10Certains passages du livre relèvent du style : « Je vous l’avais bien dit ». Pourtant, l’enseignant-chercheur du Centre de recherches politiques de Sciences Po (Cevipof) et de Sciences Po est plus à l’aise dans ce milieu que dans celui de l’université qu’il fréquente. Le lecteur corrigera : ce n’est pas lors des événements de mai 1968 mais en janvier 1970 que Paul Ricœur, à l’université de Nanterre, est « coiffé d’une poubelle par des étudiants en colère » (p. 155). Les réformes des programmes à Sciences Po ont mis fin, à croire R. Cayrol, à la situation où la science politique n’y « était presque pas enseignée... alors qu’elle l’était même dans les Business schools américaines ! » (p. 154).

11R. Cayrol évoque chaleureusement ses collègues de Sciences Po, ainsi que des collègues à travers l’Europe avec qui il travaillait. Ayant assisté jadis à des séminaires à Oxford organisés conjointement par le Nuffield College et Sciences Po, je confirme ces échanges fructueux. R. Cayrol rend hommage à l’Américain établi en Angleterre Jay Blumler et au Belge Gabriel Thoveron. On s’étonne quelque peu que David Butler, un peu son alter ego comme pséphologue – mot venu de « psephology », terme qu’il qualifiait lui-même d’atroce et bête – à la BBC, ne soit pas évoqué. Dès les élections législatives britanniques de 1950, âgé de 25 ans, D. Butler officiait pour la BBC lors de sa première émission télévisée de la nuit électorale ; il avait adopté une équation, datant des années 1901-1910, qui lui permettait d’estimer le nombre de circonscriptions électorales obtenues et cela à partir du nombre de suffrages exprimés ; il joua ce rôle à la BBC jusqu’aux législatives de 1979. Il y eut à la BBC comme un partage des rôles ; à D. Butler, commentateur et analyste, répondait en quelque sorte Bob McKenzie, universitaire canadien, avec un swingometer, type de pendule signalant l’évolution des nombres de voix et de sièges.

12R. Cayrol évoque très brièvement les antécédents états-uniens des instituts de sondage, pourtant, ces derniers doivent beaucoup aux travaux pratiques développés à partir des études sur le comportement de John Broadus Watson, psychologue, auteur de Behavior. An Introduction to Comparative Psychology (New York, H. Holt, 1914) et qui, universitaire à la réputation controversée, s’enrichit dans le milieu publicitaire. On citera aussi à ce propos Edward L. Bernays (1891-1995), publicitaire austro-américain, tenu parfois pour « le père » de la propagande politique et d’entreprise, ainsi que de l’industrie des relations publiques, « pape » du consumérisme américain (et dont les archives importantes se trouvent à Washington D.C., à la Library of Congress) ; il était lui-même le neveu de Sigmund Freud et était plus apprécié des entreprises que des universitaires.
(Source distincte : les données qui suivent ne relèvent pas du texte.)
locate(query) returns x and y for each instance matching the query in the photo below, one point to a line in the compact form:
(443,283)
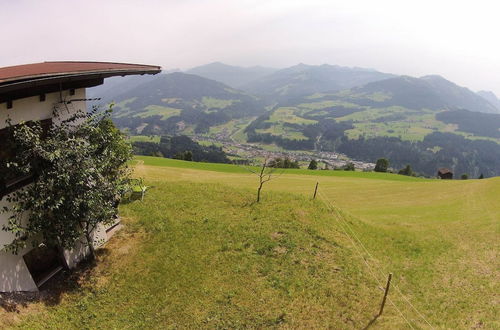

13Bien évidemment, R. Cayrol, figure de la recherche de Sciences Po, aimerait plutôt se référer à André Siegfried, auteur du magistral Tableau politique de la France de l’Ouest sous la Troisième République (Paris, A. Colin, 1913), ouvrage pionnier de la sociologie électorale. Si, pour A. Siegfried, la géologie exerce une influence sur le vote des citoyens, certains politologues et sociologues aujourd’hui pointeraient plutôt la démographie et l’habitat.

14En refermant cet ouvrage, on est obligé de reconnaître que le paysage à la fois politique et sondagier a changé du tout au tout. Le témoignage de cet humaniste – titre que revendique R. Cayrol – porte sur un temps révolu. Il est d’autant plus utile. Ce militant qui ne veut pas trop s’assumer comme tel, ce chercheur qui fraie avec les dirigeants des milieux politiques observés, qui revendique à tout moment son indépendance et en donne plusieurs preuves, parvient-il, par son activité de sondeur et de dirigeant d’instituts de sondage, à se maintenir à équidistance du Capitole et de la roche Tarpéienne ? Ainsi trouve-t-il nécessaire d’intituler un chapitre : « Je suis d’abord un chercheur ». Oui, mais très engagé dans la vie de la cité. De l’ensemble, on en conclut : « Salut l’artiste ! ».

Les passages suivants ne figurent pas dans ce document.